Living under this is hard. Awkward. Awful. Bewildering. Confusing. Depressing. (ha, I could likely finish the alphabet with descriptions!) It is just hard. We've got to heal from year of intense stress and several, several traumas at the same time as healing from an awful shock/betrayal of our immediate leadership. Besides healing from all that, we have to dance the tune our leadership who barely knows us wants us to dance - getting help they think we need although they never sat down with us ever to listen to what we need.
It is just a lot to deal with. We've found some paths through it perhaps. We're trying. But we have to report every two weeks to "Harry" that we have done what he wants us to do, and even that communication brings about two nights of troubled sleep. His letters verge on threats and bullying. We've been tense and nervous with him hanging over us.
But we had to connect with our home church. Hard to get a read on what they were thinking... hard because we've been through a pastor switch and are dealing with someone we don't know. Hard because Harry is telling us that they are behind the threats and if we do this or that or say this or that they will cut our support. So we've been tense. Hard for us to believe that people who have known us for 17 years would be that quick to dump us without ever hearing our side of the story. But Harry said it was that way..... so we were on edge....
Finally, this last week, our old pastor, thankfully still in the church phoned. And he didn't sound threatening and condemning. He asked how we were, and didn't tell us, "I don't believe you!" like Harry did. He agreed with our choice to get debriefing, something Harry reluctantly agreed to "allow", but told us it was not the help we needed, and we HAD to do the help HE thought we needed. Our home church pastor thought it was a good thing and supported it. We invited him to come, please, and visit us. He's a wise man, and intuitive man, and he will see us and know how we are. He likely will.
Please pray. Pray that he comes, and that he meets Harry and Tom, too, and sees and hears and senses what is going on, seeing this leadership for what it is, seeing how they write to and about us, seeing us. Pray that he comes and he supports us and defends us and gets us some breathing room from those attempting to bully us.

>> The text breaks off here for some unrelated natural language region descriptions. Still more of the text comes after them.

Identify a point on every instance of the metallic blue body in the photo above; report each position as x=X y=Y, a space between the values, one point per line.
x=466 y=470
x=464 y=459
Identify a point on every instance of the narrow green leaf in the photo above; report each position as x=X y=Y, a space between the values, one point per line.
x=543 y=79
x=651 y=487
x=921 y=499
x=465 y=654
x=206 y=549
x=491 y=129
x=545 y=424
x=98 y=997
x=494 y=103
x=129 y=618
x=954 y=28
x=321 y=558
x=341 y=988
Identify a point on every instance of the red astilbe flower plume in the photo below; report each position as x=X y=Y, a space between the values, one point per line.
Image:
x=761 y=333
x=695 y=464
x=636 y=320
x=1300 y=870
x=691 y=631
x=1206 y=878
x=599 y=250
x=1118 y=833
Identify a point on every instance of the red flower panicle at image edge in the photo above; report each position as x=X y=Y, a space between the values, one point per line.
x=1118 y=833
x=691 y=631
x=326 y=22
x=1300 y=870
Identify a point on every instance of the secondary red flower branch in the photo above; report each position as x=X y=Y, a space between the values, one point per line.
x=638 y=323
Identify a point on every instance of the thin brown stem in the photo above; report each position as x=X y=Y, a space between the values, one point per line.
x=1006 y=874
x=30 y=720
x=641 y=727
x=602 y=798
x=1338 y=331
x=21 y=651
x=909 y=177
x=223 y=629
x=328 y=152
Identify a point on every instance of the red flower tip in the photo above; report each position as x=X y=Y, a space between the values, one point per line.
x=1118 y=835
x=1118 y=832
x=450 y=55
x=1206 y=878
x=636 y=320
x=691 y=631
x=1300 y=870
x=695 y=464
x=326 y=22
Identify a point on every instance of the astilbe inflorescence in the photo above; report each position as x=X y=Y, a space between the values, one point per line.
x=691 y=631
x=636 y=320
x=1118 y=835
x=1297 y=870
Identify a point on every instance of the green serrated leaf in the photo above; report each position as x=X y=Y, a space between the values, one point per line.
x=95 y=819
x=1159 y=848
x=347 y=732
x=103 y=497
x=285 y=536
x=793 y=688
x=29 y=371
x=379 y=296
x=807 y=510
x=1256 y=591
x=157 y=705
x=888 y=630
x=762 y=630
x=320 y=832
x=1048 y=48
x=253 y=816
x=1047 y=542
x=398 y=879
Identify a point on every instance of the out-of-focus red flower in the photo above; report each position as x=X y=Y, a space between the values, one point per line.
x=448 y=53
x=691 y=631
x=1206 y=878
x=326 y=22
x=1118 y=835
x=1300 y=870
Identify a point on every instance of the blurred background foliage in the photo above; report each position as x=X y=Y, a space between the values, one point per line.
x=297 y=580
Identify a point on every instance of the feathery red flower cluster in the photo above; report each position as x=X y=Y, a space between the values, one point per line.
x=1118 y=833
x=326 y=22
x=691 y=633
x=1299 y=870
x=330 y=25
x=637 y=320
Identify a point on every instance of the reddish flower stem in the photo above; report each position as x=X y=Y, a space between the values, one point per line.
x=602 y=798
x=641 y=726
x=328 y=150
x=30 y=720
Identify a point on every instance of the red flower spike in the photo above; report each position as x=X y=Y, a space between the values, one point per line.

But after we talked to him, he sent us a letter. He said that it seems that we are operating out of fear, and to remember even though a team has placed expectations on us, we answer only to One. (Ah, if only he would tell Harry that... I think Harry thinks he has a direct line to God's will for our lives....). But what a relief... Because we are. We are operating out of fear. Fear of all these threats, of the constant working behind our backs, of hidden communication, and bullying, gag orders, and such like. In between dealing with that, we are attempting to get the help we need - debriefing, rest, trauma counseling, etc.
If only we had Tom, Dick, and Harry off our backs.... I think I would sit down and cry in sheer relief!
We will. One day. But we are trying to take a year sabbatical, and do it without losing our support base, and that means, sadly, that we have to dance to their tune until time proves our character and their actions.
We believe both will be shown in the light soon.
Keep praying. We're in a very difficult place, but doing better than ever before, even to be this much out of underneath that leadership. We're looking for new missions to serve with (we have many offers!), but want to take time to rest and heal before we really begin to look. As we look, we are most concerned with a few questions:
1. How good is their member care?
2. Do they have experience in very difficult situations and do they have an idea of how to respond after trauma?
Because we will continue, and unless there is some wonderful, surprising change, we are still going to be facing traumatic events and deaths regularly, and we need someone to have coffee with us and let us talk it out.... not ignore us and our pain and then blame us when we begin to show signs of stress.
If you feel like commenting, how does your mission do? Would you recommend it? Questions I have now as someone with experience are very different than the questions I had as a young "newbie". One day I may write my questions down so if you are new and looking for a mission to serve with, you know what to be asking and warning signs to be looking for.